The Company has entered into an agreement (the “Agreement”) with Kevin Keough (the “Executive”) to provide services to the Company in the general capacity of President and CEO and to undertake the duties and exercise the powers associated with this role. Under the terms of the Agreement, the Executive is contracted by the Company for an indefinite term, commencing as of February 1, 2019. The Company will pay the Executive $150,000 per annum. Upon the occurrence of a change of control or termination without cause, the Agreement requires additional contingent payments equal to 12 months of salary. As a triggering event has not taken place, the contingent payments have not been reflected in these financial statements.

Exploration Properties

See Note 5.

Indemnity Agreements

The Company has indemnified the directors and officers of the Company against amounts that may become due by the directors and officers in connection with their acting as director or officer of the Company.

15. SUBSEQUENT EVENTS

Novel Coronavirus (“COVID-19”)

The Company’s plans and operations may be adversely affected by the sudden emergence of the COVID-19 virus pandemic. At the time of writing this pandemic has already resulted in international travel bans, interprovincial travel restrictions, the forced closure of most suppliers and businesses, the quarantining and self-isolation of those who have or may have contracted the virus, and the widespread adoption by the remainder of the population of physical / social distancing measures. Fear of contagion is widespread in many communities, in particular isolated northern communities where elders are vulnerable due to poor health and lack of ready access to medical care. Some of these communities are now preventing outsiders from entering. Should these conditions – travel bans, loss of suppliers, and lack of personnel due to illness - continue through a significant part of the new fiscal year, it is likely that the Company will not be able to execute its exploration plans, either in whole or in part. Moreover, the economic downturn that is underway in consequence of the pandemic and the resulting volatility in stock and financial markets may make it difficult or impossible for the Company to raise additional capital going forward.

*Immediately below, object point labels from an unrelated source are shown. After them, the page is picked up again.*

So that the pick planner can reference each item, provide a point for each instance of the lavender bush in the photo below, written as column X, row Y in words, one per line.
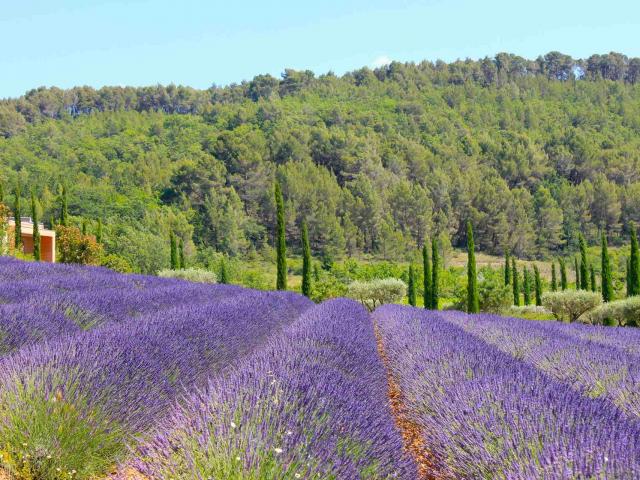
column 72, row 404
column 485, row 414
column 311, row 404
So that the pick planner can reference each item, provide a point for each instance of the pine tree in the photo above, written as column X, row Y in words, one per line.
column 606, row 277
column 538, row 285
column 36, row 229
column 634, row 264
column 473, row 303
column 306, row 261
column 64, row 212
column 515, row 281
column 507, row 269
column 412, row 286
column 563, row 275
column 584, row 265
column 174, row 251
column 224, row 276
column 17, row 214
column 526, row 286
column 426, row 264
column 281, row 246
column 181, row 260
column 99, row 231
column 435, row 267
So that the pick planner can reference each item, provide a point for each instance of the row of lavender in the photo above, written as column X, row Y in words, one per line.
column 42, row 301
column 70, row 407
column 591, row 360
column 486, row 413
column 311, row 404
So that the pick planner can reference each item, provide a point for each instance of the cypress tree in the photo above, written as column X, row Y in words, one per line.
column 606, row 278
column 634, row 264
column 99, row 231
column 426, row 264
column 526, row 286
column 181, row 255
column 36, row 229
column 306, row 261
column 281, row 247
column 515, row 281
column 412, row 286
column 538, row 285
column 563, row 274
column 628, row 277
column 584, row 265
column 17, row 214
column 473, row 303
column 507, row 269
column 64, row 212
column 174, row 251
column 224, row 276
column 435, row 266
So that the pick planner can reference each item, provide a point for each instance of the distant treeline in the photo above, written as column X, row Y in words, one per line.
column 376, row 161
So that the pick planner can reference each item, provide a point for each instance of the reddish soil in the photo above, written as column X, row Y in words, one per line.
column 414, row 442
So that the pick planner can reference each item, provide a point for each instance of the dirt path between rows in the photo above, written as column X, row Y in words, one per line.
column 411, row 433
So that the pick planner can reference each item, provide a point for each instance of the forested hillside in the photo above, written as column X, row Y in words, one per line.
column 375, row 161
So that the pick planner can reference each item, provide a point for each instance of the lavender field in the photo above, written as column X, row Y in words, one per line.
column 109, row 376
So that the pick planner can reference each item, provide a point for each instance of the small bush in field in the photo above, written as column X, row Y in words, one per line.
column 620, row 312
column 377, row 292
column 570, row 305
column 190, row 274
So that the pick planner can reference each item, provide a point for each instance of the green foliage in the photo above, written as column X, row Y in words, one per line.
column 538, row 285
column 516, row 283
column 306, row 261
column 605, row 273
column 17, row 213
column 584, row 265
column 374, row 293
column 624, row 312
column 181, row 259
column 526, row 286
column 175, row 263
column 115, row 262
column 190, row 274
column 634, row 265
column 36, row 228
column 570, row 305
column 427, row 293
column 493, row 295
column 435, row 275
column 563, row 275
column 412, row 290
column 473, row 304
column 281, row 241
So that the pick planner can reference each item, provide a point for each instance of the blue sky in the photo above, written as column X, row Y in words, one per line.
column 199, row 43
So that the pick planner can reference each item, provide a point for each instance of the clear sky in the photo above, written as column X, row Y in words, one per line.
column 199, row 43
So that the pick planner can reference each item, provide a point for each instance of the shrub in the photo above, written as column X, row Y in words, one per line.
column 620, row 312
column 377, row 292
column 570, row 305
column 494, row 295
column 190, row 274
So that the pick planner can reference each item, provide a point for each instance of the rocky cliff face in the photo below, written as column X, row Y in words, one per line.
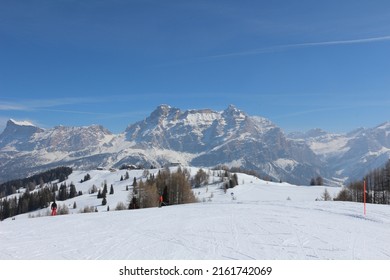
column 195, row 137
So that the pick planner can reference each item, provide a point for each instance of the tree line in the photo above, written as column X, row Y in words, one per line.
column 12, row 187
column 34, row 200
column 166, row 188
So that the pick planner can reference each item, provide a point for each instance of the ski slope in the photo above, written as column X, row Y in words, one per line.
column 255, row 220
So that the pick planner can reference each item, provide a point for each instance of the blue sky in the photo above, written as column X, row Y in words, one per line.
column 301, row 64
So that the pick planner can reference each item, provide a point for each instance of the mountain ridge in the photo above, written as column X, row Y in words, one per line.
column 201, row 137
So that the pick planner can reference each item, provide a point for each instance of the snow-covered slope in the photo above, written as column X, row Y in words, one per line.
column 350, row 155
column 255, row 220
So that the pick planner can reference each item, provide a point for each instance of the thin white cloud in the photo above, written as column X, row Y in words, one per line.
column 286, row 47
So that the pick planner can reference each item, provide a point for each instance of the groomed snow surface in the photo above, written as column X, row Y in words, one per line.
column 260, row 220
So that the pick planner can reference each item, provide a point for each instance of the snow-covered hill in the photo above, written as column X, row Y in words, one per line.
column 199, row 138
column 254, row 220
column 350, row 155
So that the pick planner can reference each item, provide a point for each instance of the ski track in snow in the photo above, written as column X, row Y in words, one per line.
column 260, row 224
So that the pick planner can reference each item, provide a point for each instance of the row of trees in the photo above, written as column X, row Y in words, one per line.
column 34, row 200
column 11, row 187
column 172, row 187
column 377, row 187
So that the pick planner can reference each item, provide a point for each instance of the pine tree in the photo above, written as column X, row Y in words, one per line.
column 326, row 196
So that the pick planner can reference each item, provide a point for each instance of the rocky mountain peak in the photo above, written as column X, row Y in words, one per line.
column 17, row 132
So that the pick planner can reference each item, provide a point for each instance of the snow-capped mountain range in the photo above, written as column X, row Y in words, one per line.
column 199, row 138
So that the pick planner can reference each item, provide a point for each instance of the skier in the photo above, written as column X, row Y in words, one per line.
column 161, row 201
column 54, row 208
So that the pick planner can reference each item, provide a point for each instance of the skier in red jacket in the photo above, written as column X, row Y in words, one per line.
column 54, row 208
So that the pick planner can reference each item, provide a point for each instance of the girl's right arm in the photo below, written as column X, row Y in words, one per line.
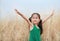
column 23, row 17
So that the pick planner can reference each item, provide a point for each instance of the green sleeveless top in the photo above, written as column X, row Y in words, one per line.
column 35, row 34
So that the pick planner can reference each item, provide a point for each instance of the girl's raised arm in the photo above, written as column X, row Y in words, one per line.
column 48, row 17
column 23, row 17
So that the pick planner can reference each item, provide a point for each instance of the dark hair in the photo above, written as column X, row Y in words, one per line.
column 40, row 23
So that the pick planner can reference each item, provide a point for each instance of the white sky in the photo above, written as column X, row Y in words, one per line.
column 27, row 7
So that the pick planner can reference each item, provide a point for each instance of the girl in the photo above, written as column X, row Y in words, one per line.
column 35, row 25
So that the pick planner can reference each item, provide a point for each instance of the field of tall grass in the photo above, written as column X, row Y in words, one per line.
column 18, row 30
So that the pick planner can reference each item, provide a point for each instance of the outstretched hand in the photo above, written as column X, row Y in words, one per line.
column 52, row 13
column 16, row 10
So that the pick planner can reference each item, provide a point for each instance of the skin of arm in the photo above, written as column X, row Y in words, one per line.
column 23, row 17
column 48, row 17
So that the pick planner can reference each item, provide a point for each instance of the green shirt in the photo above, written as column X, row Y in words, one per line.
column 35, row 34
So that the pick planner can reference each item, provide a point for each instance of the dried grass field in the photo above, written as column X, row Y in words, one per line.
column 18, row 30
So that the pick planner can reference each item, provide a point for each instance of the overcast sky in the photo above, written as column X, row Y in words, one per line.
column 27, row 7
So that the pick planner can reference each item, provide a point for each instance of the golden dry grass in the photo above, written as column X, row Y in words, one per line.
column 18, row 30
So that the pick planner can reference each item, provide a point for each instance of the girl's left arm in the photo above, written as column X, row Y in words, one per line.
column 48, row 17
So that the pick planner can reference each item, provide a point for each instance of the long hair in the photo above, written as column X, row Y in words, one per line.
column 39, row 24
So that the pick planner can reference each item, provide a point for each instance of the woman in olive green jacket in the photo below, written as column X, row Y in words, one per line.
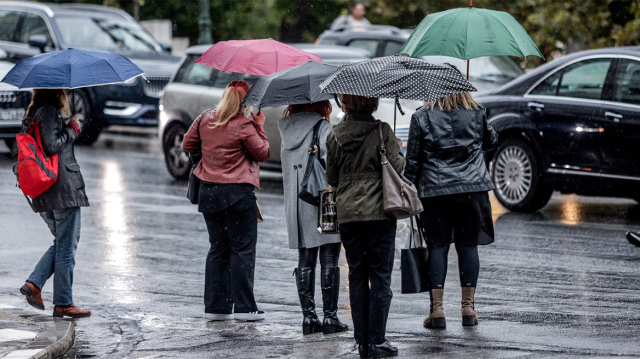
column 367, row 233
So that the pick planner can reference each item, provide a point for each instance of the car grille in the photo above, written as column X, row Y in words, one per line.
column 15, row 99
column 154, row 85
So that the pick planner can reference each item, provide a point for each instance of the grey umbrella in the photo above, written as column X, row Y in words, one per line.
column 297, row 85
column 397, row 77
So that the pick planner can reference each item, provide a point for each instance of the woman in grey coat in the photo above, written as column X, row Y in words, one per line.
column 296, row 129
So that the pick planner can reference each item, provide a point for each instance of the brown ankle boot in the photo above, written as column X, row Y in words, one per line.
column 71, row 310
column 32, row 293
column 436, row 320
column 469, row 317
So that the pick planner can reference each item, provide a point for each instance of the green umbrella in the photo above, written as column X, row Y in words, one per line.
column 467, row 33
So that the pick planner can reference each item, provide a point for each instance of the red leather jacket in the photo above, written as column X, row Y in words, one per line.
column 230, row 153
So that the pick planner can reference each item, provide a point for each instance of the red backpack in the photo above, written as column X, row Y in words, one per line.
column 36, row 171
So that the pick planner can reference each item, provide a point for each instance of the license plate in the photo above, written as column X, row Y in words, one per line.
column 11, row 114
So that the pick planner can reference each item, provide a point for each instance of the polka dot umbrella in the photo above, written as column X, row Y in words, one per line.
column 397, row 77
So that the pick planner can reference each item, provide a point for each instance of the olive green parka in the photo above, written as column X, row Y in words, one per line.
column 354, row 168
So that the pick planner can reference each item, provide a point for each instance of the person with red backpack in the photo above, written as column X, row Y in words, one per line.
column 59, row 205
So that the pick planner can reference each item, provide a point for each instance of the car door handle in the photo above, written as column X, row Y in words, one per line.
column 536, row 106
column 616, row 117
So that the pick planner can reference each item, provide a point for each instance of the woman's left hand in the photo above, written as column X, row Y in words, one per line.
column 259, row 118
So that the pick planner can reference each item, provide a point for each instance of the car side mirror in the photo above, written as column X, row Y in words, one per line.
column 166, row 48
column 39, row 41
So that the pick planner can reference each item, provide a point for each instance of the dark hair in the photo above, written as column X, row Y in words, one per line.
column 354, row 103
column 322, row 108
column 54, row 97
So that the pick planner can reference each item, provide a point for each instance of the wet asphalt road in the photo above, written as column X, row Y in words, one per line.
column 559, row 283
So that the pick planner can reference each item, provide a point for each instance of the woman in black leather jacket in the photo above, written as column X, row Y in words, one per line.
column 445, row 161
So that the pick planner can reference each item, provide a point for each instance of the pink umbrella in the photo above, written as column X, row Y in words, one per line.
column 255, row 57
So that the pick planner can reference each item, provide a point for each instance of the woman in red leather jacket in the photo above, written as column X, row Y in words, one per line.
column 232, row 145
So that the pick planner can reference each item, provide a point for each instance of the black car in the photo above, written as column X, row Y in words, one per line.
column 29, row 28
column 571, row 125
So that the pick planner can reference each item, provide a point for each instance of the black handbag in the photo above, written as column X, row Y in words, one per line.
column 314, row 179
column 193, row 184
column 413, row 262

Communications and Engagement Agreement with the Tahltan Central Government

On January 21, 2020, the Company signed a Communications and Engagement Agreement with the Tahltan Central Government (“TCG”). The agreement confirms the high priority the Company places on developing a constructive and respectful relationship with the TCG concerning the Company’s economic activities within Tahltan Territory and acknowledges the role of the TCG in keeping its members informed of the ongoing or potential economic activities occurring within Tahltan Territory.

Receipt of Golden Lion Exploration Permit

In March, the Company received a multi-year exploration and drilling permit for the Snoball property, and is now well positioned to execute its plans.